Steve Dunbar/Raegan Higgins

Fall Semester 2006

Instructors:
Steve Dunbar 308 Avery Hall
Phone: (402-)472-7236 (with Voice Mail) email: sdunbar1@unl.edu
WWW: http://www.math.unl.edu/~sdunbar1

Raegan Higgins 336 Avery Hall
Phone: (402-)472-8176 email: s-rhiggin4@math.unl.edu

Math Department: (402-)472-3731 (M-F 8:00 AM - 5:00 PM)
Center for Science, Math & Computer Education: phone: (402-)472-8965, fax: (402-)472-9311

ECR Course Page:

www.math.unl.edu/~sdunbar1/Teaching/ExperimentationCR/experimentation.shtml
EDU Web Page: calculus.unl.edu/edu/classes/math804T/
Blackboard Web Page: my.unl.edu , then login, you should be directed to EXPR CONJECT&RESNING MATH804T SEC 700 FALL 2006

Prerequisites: Participation in the Math in the Middle Project
Required Text: The Heart of Mathematics, Second Edition, by E. Burger and M. Starbird, Key College Publishing, 2005 (ISBN 1-931914-41-9) and the corresponding kit.
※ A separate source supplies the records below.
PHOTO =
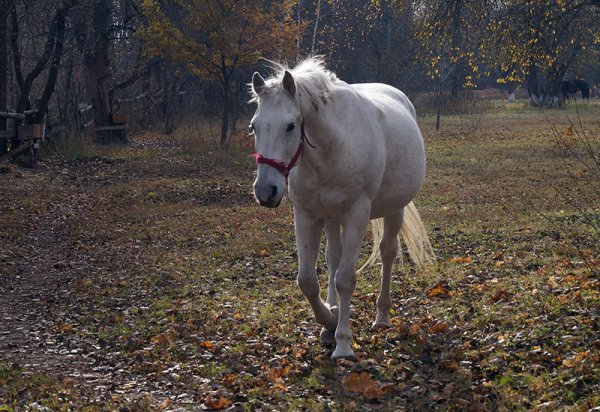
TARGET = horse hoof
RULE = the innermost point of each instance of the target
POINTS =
(343, 353)
(327, 337)
(335, 315)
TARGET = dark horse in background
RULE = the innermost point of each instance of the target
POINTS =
(573, 86)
Strategic Objectives for the Course:

The overall goal for this course is to bring you to the next level in the development of your mathematical habits of mind: A person who is an effective mathematical thinker has a toolbox of skills and knowledge to experiment, conjecture, reason, and ultimately solve problems. Habits of mind give both understanding of and experience using these tools. Habits of mind are marked by great flexibility of thinking and the strong belief that precise exposition of solutions are important. Flexibility of thinking includes the use of indirect arguments as well as making connections between knowledge the mathematical thinker possesses and the problem being considered. A person with well developed habits of mind, when presented with a problem to solve, will collect information, assess it, find multiple pathways to the answer, and explain that answer clearly to others.
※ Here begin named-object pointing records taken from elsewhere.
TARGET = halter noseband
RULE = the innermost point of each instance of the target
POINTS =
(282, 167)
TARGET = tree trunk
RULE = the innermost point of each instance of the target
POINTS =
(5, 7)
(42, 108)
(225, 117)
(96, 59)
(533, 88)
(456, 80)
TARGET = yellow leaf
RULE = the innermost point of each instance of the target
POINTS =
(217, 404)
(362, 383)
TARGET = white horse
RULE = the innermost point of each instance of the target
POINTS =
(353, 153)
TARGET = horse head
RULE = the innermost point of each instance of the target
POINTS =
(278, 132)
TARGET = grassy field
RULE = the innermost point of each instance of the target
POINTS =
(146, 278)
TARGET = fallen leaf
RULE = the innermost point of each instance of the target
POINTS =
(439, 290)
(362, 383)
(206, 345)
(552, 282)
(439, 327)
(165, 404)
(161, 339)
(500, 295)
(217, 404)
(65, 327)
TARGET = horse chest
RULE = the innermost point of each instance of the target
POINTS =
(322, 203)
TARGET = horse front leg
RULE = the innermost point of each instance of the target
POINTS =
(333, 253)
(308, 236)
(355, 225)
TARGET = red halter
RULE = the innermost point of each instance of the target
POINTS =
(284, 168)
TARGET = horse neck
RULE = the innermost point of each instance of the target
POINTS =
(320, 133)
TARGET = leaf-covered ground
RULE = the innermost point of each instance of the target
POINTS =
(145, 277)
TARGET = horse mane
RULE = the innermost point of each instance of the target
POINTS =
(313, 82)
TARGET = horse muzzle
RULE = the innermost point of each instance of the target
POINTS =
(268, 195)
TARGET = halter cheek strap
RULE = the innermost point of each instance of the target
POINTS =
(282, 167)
Although a complete mathematical toolbox includes algorithms, a person with well developed habits of mind knows both why algorithms work and under what circumstances an algorithm will be most effective. Mathematical habits of mind are also marked by ease of calculation and estimation as well as persistence in pursuing solutions to problems. A person with well developed habits of mind has a disposition to analyze all situations as well as the self-efficacy to believe that he or she can make progress toward a solution. Such a person also engages in metacognition by monitoring and reflecting on the processes of reasoning, conjecturing, proving, and problem solving.

This is a condensed Math in the Middle statement consistent with the 5 strands from the National Academy of Sciences report Adding It Up:

  1. Conceptual Understanding,
  2. Adaptive Reasoning,
  3. Procedural Fluency,
  4. Mathematical Problem Solving Competence,
  5. Productive Disposition.
For further details about these strands, please consult the on-line version of Adding It Up at http://www.nap.edu/books/0309069955/html.

From another view, that of the Principles and Standards for School Mathematics, the course strategic objectives focus on problem solving, reasoning and proof and the associated processes:

  1. Problem Solving
  2. Reasoning and Proof
  3. Communication
  4. Connections
  5. Representation
For further details about the NCTM Standards, please consult the on-line version of at http://www.nctm.org/standards/.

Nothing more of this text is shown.